So after a fitful night, we finally had the doctors come in for am rounds. At a teaching hospital like UW there are at least 4 doctors at any time. We had two attendees a nephrologist and the main doctor who in our case had a cold and wasn't allowed on our floor. We started with one of the attendees who came in to let us know what was going to happen. She caught Rob at a weak moment, and as he answered some of the usual questions he actually started to cry. Those tears got me I had never seen him cry over this problem of his. We still didn't know much but we knew it was serious. When the whole group came in, the nephrologist snuck in first and started explaining a bit of what was going on. Yes his creatinine was at 7 (almost 8) but had stayed steady over the night. He also wasn't showing other signs of failure, his appetite was there, he was still peeing, he wasn't showing water retention especially in his ankles. She looked at us and said "We think you've been at this number for a while" the urgency started to lift. We weren't headed into surgery yet. The scary part was the next number we heard 8%. His kidneys were functioning at 8%. I didn't know how to process that. The nephrologists smiled at us and explained that had we been in normal care we would have been working prior to this point getting his fistula put in and mentally preparing him for transplant and potentially dialysis. There was nothing accusatory in her manner, it was very matter of fact but caring. I liked her instantly. That couldn't be said of the next doctor we met. The lead of the two attendees came in with a swagger that drove me nuts. He spent so much time dictating what we were supposed to do, and where we were at with out really listening to our story. Since we hadn't been to a doctor in so long we obviously didn't know anything. He even went as far to try and tell Rob what a cyst rupturing would feel like. I watched Rob start to close down and not listen I started to get worried. I was grateful to the nephrologist who stepped in and stopped the doctor with one sentence "He has lived with this disease for the last twenty years and he of anyone in this room can explain what a cyst rupture feels like" This shut the doctor up. Of course he just started on another tangent. We were going to be there a second night even though he was steady, they wanted more observation.

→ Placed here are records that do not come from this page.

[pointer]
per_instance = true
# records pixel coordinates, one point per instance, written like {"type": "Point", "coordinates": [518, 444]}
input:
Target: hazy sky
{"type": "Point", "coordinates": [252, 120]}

The rest of that day and the next were a blur. I remember parts vividly and others mesh together. I spent a lot of time on the phone explaining to everyone what was going on. I think one of the hardest things as a caregiver is being the mouth piece. You are the one everyone turns to trying get information. It was hard for me to process things because I had to keep telling the story over and over, and never got the chance to just sit and deal. Thank god for my parents and nanny who just took care of the boys for those two days. I am also grateful to work for never asking and just letting me be gone, even though there was important things I was supposed to be helping with. I'm grateful for Facetime which helped us actually see our kids for however brief a time. It was hard being away from them, but I also dreaded how I was going to explain it to them especially my very precocious 6 year old. In a strange way time stopped for those two days, it was a bubble we lived in and the world just kept going without us. As things were wrapping up we learned more and more about what our next "someday" moment was going to be. He had his arm mapped for placement of his fistula (I promise I'll explain what this is soon) We continued regular tests of his urine but numbers continued to be steady. The bad ones even dropped a little but as Rob continually reminded me, they would never go to a good place. We met with a dietitian, who didn't know how to handle vegetarians especially with the renal failure diet which needs high proteins but low phosphates and potassium (a challenge to be sure.)

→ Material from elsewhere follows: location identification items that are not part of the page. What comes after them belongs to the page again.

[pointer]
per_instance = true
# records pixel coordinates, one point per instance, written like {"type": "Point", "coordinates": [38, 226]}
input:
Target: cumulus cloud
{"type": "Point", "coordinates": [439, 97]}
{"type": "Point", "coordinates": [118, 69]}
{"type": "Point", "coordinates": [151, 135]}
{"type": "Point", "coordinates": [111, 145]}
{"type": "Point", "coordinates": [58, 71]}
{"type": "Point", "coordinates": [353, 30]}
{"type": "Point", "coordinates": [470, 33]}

The doctors finally decided that as long as we set up an appointment with both our general practitioner, and a nephrologist there was no reason to keep him there. We LOVED the nephrologists who had seen Rob in the hospital yet she told us to stay at UW. Every someday moment we were headed for could be dealt with better at UW, and she was based out of Harbor View. This is when we learned the Dr. Kim Muczynski was still there and somehow we got an appointment with her.
For our final check out since our head doctor still had a cold and wasn't allowed on our floor we ended up in a conference room. At this time we went over everything they felt we should know. This included cutting as much potassium out of our diet as possible, and building his iron. Now potassium is in EVERYTHING. Some of the things to avoid oranges, tomatoes, potatoes, the list goes on and on. Having had iron deficiency during my pregnancy I instantly had a red flag raise when they wanted him to take iron which is notoriously hard for the body to absorb in pill form, so to help you take something with Vitamin C say . . . Orange Juice. I raised the question and stumped the attendees. This wasn't the first time for this group that what they were telling us to do didn't add up, but it wasn't till we were home that I realized how much. Since they knew we were going to be getting Rob listed, they gave him a bunch of immunizations and boosters and prescriptions for pain then sent us home.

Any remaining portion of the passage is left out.